Porky’s Wild Bore – Roll a six if you want to live?
Another romp through time and space, specifically the blogrolls over the past seven or so days.
And the first thing to grab me this week was the Infinity board RED SCORPS made for a 40K tournament.
But as with a lot of urban-themed tables, for whatever game, there’s a question lurking. Where is everyone?
And there’s no lack of miniatures for the folk that might be caught up, or models to convert them from. Dr. Willett’s Workshop this week had a group of 24 for Last Night on Earth, painted to the usual high standard.
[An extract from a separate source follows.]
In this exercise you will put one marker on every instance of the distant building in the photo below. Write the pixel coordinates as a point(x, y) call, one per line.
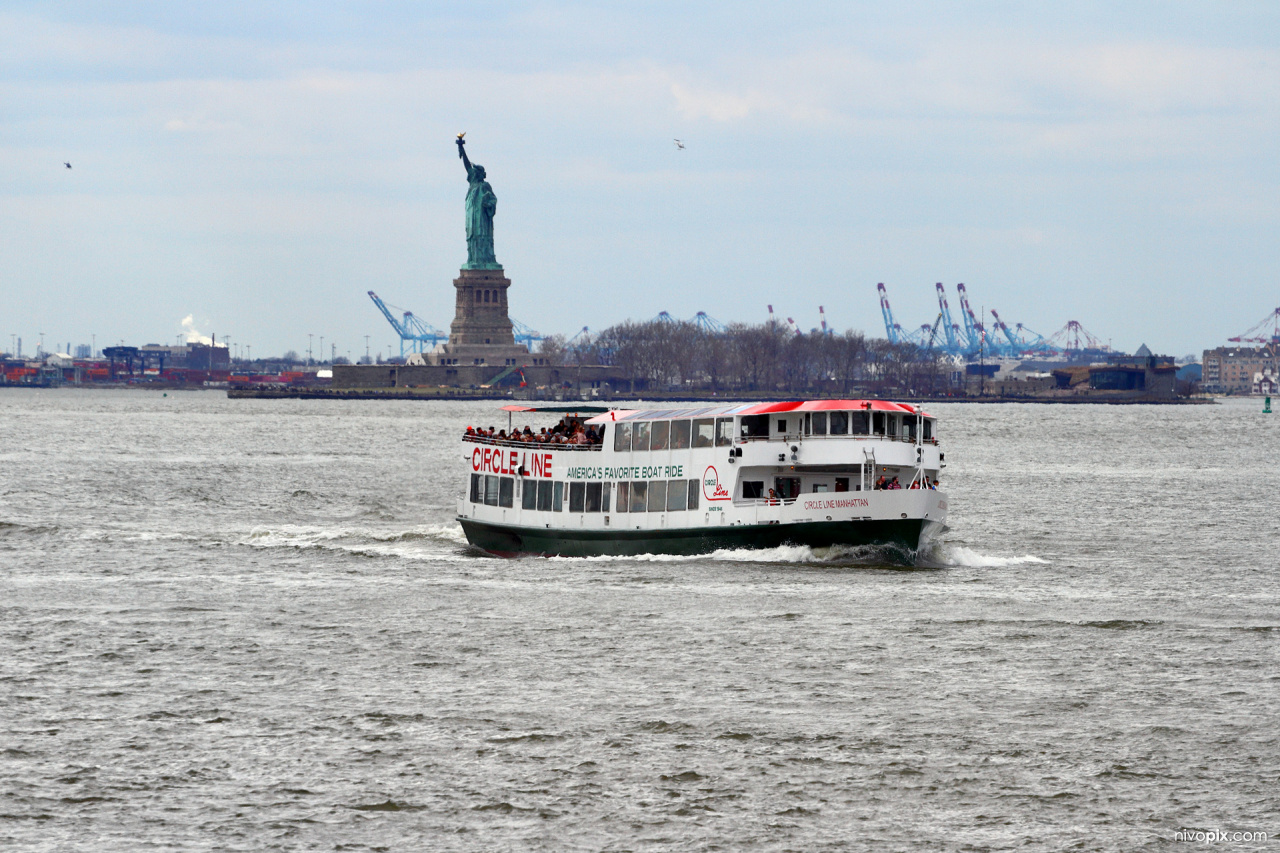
point(1232, 370)
point(1266, 382)
point(191, 356)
A lot of games might naturally shy away from the ugly reality, even if their text and illustrations make it clear that urban conflict is part of the setting. It might be that commercial producers prefer to keep the more visible tabletop free of controversy, or not have the players think too much about logical consequences.
Still, it’s easy enough to house rule any mismatch that might exist. In the simplest one-on-one wargames the most obvious approach might be to include local people as part of missions or objectives, abstracted into invisibility, or shown with a counter, possibly just as passive game pieces to be moved with standard units.
But is that any better?
The next step up might be one of the least obvious. At Hereticwerks this week garrisonjames took a look at the most recent issue of The Manor, a zine by Tim Shorts for rules-light tactical roleplaying. It has a focus on hirelings, a reminder that in this kind of game – D&D and its heirs – it’s been assumed for years that a band of player characters might turn up in a settlement not only to cause a ruckus or quell one, but also to offer hazardous work to anyone willing to accept.
So in wargaming why not have groups of locals be represented as units are, as if part of a force? They’d most likely be untrained and unequipped, which could be represented by taking the nearest equivalent unit and reducing its stats. They might start deep, maybe with the odd special rule representing, say, familiarity with the terrain, which could be as simple as a cover bonus in their starting positions. In the early stages of a campaign, before the forces themselves become too brutalised, a group like this might even force an opponent to pass a check of some kind to target them, or through them, to represent the natural unwillingness to harm an innocent party or escalate the conflict.
Of course, certain factions or types of force might worry less, or seek out groups of local people to sow panic, or to take as captives. These factions and force types can appear in the fiction, and often as playable elements.
On the subject, a couple of blogs posted some conversions this week for out of production or never produced Dark Eldar models – ships for Battlefleet Gothic at EPIC ADDICTION and war engines for Epic at Gemana.
To go back to something more like that hireling approach, maybe the local people could start the game neutral, and possibly holed up, but be encouraged to follow or to act in a particular way, perhaps after a successful check for persuasion, with the player gaining control of their miniatures. For 40K for example the check could as simple as a Ld roll. Perhaps control could swing back and forth over the course of a game, representing the fear and uncertainty the people might naturally feel.
This also goes back to the Braunsteins, wargaming sessions that seem to have planted seeds for D&D, sessions in which the players could interact with the landscape and its folk through a referee.
These days in mainstream two-player wargaming we tend to expect this to be handled by a procedural system, so that the NPCs or monsters don’t need to be played and just do their thing; maybe a system like the one in the latest GW board game.
On the subject of which, Brambleten at Noobs and their paintbrush posted an unboxing and some thoughts on house rules, and Dezartfox at The Vanus Temple some pics of the four imperial miniatures painted as part of a commission.
Having a neutral third player handle the interactions with local people could allow for a fuller representation of the unexpected behaviours and moral dilemmas the interactions could bring.
In fact it surprises me we don’t make more use of third players, especially given how many free gamers might naturally be hanging around at the club or store, waiting for a match-up. If someone is looking on, they could be invited to take part, given some miniatures with agreed stats and asked to keep it real.
But there are bigger questions. Is representing local people like this unethical? Or as ethical as wargaming gets?